Ma tale obbligo non si ricava neppure in applicazione del criterio generale di cui all’art. 1362 del codice civile, secondo cui “nell’interpretare il contratto si deve indagare quale sia stata la comune intenzione delle parti e non limitarsi al senso letterale delle parole. Per determinare la comune intenzione delle parti, si deve valutare il loro comportamento complessivo anche posteriore alla conclusione del contratto”.

Senza contare che, all’epoca della stipulazione della convenzione (6.5.1964), l’art. 28 della legge 1150/1942 prevedeva che, in caso di lottizzazione, “il podestà ha facoltà di invitare i proprietari di aree fabbricabili esistenti nei singoli isolati, che non siano stati già lottizzati nello stesso piano particolareggiato, a presentare entro un congruo termine, un progetto di lottizzazione tra loro concordato, che assicuri la razionale utilizzazione delle aree stesse”, e che, perciò, la legislazione non imponeva alcuna cessione.

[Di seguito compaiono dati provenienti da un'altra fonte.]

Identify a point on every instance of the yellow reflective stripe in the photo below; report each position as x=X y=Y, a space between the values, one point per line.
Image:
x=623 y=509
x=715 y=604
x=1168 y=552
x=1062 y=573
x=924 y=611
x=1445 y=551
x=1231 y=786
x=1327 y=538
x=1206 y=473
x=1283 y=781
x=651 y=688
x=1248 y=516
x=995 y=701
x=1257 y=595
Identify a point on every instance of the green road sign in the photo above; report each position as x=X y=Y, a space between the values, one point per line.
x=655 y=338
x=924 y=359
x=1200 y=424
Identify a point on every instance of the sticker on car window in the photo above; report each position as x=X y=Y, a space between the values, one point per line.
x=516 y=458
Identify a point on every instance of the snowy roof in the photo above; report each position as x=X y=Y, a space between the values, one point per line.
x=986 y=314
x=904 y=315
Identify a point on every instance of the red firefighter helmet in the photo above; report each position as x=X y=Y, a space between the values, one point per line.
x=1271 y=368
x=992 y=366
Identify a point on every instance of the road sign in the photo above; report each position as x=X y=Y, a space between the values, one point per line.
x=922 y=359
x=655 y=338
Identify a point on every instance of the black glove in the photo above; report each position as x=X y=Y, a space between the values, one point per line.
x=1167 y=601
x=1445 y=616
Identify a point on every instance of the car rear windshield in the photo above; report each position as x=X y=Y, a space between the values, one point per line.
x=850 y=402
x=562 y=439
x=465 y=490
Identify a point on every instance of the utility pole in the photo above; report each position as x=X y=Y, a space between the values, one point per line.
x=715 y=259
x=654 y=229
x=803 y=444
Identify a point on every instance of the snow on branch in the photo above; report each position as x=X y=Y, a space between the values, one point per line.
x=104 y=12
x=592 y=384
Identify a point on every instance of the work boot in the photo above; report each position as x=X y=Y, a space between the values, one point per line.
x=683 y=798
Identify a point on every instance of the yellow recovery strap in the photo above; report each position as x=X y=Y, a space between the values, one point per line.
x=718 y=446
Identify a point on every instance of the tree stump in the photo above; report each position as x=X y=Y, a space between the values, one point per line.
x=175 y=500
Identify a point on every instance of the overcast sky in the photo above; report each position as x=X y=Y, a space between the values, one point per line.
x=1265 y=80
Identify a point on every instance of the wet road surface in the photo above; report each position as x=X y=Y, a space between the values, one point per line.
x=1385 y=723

La previsione sulla cessione delle aree, piuttosto, è stata introdotta – circa tre anni dopo la predetta stipulazione – a seguito dell’entrata in vigore della legge 765/1967, prevedendosi, al citato art. 28, che “l’autorizzazione comunale è subordinata alla stipula di una convenzione, da trascriversi a cura del proprietario, che preveda: 1) la cessione gratuita entro termini prestabiliti delle aree necessarie per le opere di urbanizzazione primaria, precisate dall'art. 4 della legge 29 settembre 1964, n. 847, nonché la cessione gratuita delle aree necessarie per le opere di urbanizzazione secondaria nei limiti di cui al successivo n. 2; 2) l'assunzione, a carico del proprietario, degli oneri relativi alle opere di urbanizzazione primaria e di una quota parte delle opere di urbanizzazione secondaria relative alla lottizzazione o di quelle opere che siano necessarie per allacciare la zona ai pubblici servizi; la quota è determinata in proporzione all'entità e alle caratteristiche degli insediamenti delle lottizzazioni”.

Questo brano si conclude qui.